Although Britain sent depleted uranium munitions to Ukraine earlier this year, this would be the first US shipment of the ammunition and is likely to stir controversy.

It follows an earlier decision by the Biden administration to provide cluster munitions to Ukraine, despite concerns over the dangers such weapons pose to civilians.

The use of depleted uranium munitions has been fiercely debated, with opponents like the International Coalition to Ban Uranium Weapons saying there are dangerous health risks from ingesting or inhaling depleted uranium dust, including cancers and birth defects.

A byproduct of uranium enrichment, depleted uranium is used for ammunition because its extreme density gives rounds the ability to easily penetrate armour plating and self-ignite in a searing cloud of dust and metal.

While depleted uranium is radioactive, it is considerably less so than naturally occurring uranium, although particles can linger for a considerable time.

The US used depleted uranium munitions in massive quantities in the 1990 and 2003 Gulf Wars and the Nato bombing of former Yugoslavia in 1999.

The UN nuclear watchdog, the International Atomic Energy Agency, says that studies in former Yugoslavia, Kuwait, Iraq and Lebanon “indicated that the existence of depleted uranium residues dispersed in the environment does not pose a radiological hazard to the population of the affected regions”.

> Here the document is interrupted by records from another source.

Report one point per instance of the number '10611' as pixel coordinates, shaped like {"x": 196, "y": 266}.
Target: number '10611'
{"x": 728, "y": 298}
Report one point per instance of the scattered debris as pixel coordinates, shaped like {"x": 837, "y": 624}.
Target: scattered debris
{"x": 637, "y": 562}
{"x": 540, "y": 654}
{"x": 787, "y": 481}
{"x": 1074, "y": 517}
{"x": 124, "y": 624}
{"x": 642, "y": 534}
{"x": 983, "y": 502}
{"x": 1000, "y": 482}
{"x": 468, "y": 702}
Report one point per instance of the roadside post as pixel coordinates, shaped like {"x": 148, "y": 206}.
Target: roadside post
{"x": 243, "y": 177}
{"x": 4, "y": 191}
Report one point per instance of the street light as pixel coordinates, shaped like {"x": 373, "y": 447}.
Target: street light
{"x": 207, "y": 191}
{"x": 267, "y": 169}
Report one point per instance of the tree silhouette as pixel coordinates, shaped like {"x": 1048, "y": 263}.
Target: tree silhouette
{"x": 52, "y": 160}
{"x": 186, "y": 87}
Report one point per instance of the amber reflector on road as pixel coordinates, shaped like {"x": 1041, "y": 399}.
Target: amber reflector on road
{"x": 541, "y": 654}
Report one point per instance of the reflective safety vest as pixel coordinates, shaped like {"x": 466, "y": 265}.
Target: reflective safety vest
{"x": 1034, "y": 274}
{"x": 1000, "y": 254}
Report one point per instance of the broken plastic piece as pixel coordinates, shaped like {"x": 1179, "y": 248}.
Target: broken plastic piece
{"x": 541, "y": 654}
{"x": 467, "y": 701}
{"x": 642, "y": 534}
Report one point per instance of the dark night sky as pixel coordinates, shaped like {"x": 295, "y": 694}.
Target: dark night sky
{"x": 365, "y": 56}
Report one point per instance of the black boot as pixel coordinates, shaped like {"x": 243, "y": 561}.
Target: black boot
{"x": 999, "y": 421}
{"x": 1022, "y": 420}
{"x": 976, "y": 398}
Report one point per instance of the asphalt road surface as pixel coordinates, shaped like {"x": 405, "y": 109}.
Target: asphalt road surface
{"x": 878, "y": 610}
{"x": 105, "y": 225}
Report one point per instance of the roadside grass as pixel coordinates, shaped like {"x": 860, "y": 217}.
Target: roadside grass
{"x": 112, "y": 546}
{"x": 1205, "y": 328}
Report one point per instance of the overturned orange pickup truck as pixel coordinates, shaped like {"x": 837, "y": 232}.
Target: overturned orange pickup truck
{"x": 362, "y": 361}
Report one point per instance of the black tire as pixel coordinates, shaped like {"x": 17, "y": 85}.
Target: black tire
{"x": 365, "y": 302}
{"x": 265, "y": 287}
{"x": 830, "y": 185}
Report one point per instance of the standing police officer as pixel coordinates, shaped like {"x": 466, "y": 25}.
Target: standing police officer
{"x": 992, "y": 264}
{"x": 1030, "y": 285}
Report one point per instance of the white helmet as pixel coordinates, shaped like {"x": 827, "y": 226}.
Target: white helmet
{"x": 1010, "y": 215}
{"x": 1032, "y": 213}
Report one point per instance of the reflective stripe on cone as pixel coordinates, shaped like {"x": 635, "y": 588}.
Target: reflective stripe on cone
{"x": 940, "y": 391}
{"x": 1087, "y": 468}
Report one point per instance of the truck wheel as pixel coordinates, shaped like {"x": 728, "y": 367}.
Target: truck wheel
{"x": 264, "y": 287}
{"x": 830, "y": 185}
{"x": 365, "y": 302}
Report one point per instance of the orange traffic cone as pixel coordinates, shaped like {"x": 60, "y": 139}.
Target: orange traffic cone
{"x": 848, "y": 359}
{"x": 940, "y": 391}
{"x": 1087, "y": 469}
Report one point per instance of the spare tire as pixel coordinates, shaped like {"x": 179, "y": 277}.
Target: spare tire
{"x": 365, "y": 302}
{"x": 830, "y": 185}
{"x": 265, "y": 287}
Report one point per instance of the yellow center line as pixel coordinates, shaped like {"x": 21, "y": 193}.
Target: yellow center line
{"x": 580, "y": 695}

Still, the radioactive material could add to Ukraine's massive postwar clean-up challenge. Parts of the country are already strewn with unexploded ordnance from cluster bombs and other munitions and hundreds of thousands of anti-personnel mines.

The Wall Street Journal reported in mid-June that the US was considering sending depleted uranium rounds to Ukraine.

Recent weapons aid packages for Ukraine have included artillery, air defence missiles and ground vehicles as Ukraine's counter-offensive grinds on. Reuters was unable to determine what else the package contained besides the depleted uranium rounds.

Funding authorisation for the aid package comes through the Presidential Drawdown Authority, which authorises the president to transfer articles and services from US stocks without congressional approval during an emergency. The material will come from US excess inventory.

The security assistance for Ukraine since the full-scale Russian invasion in February 2022 has been more than $43 billion.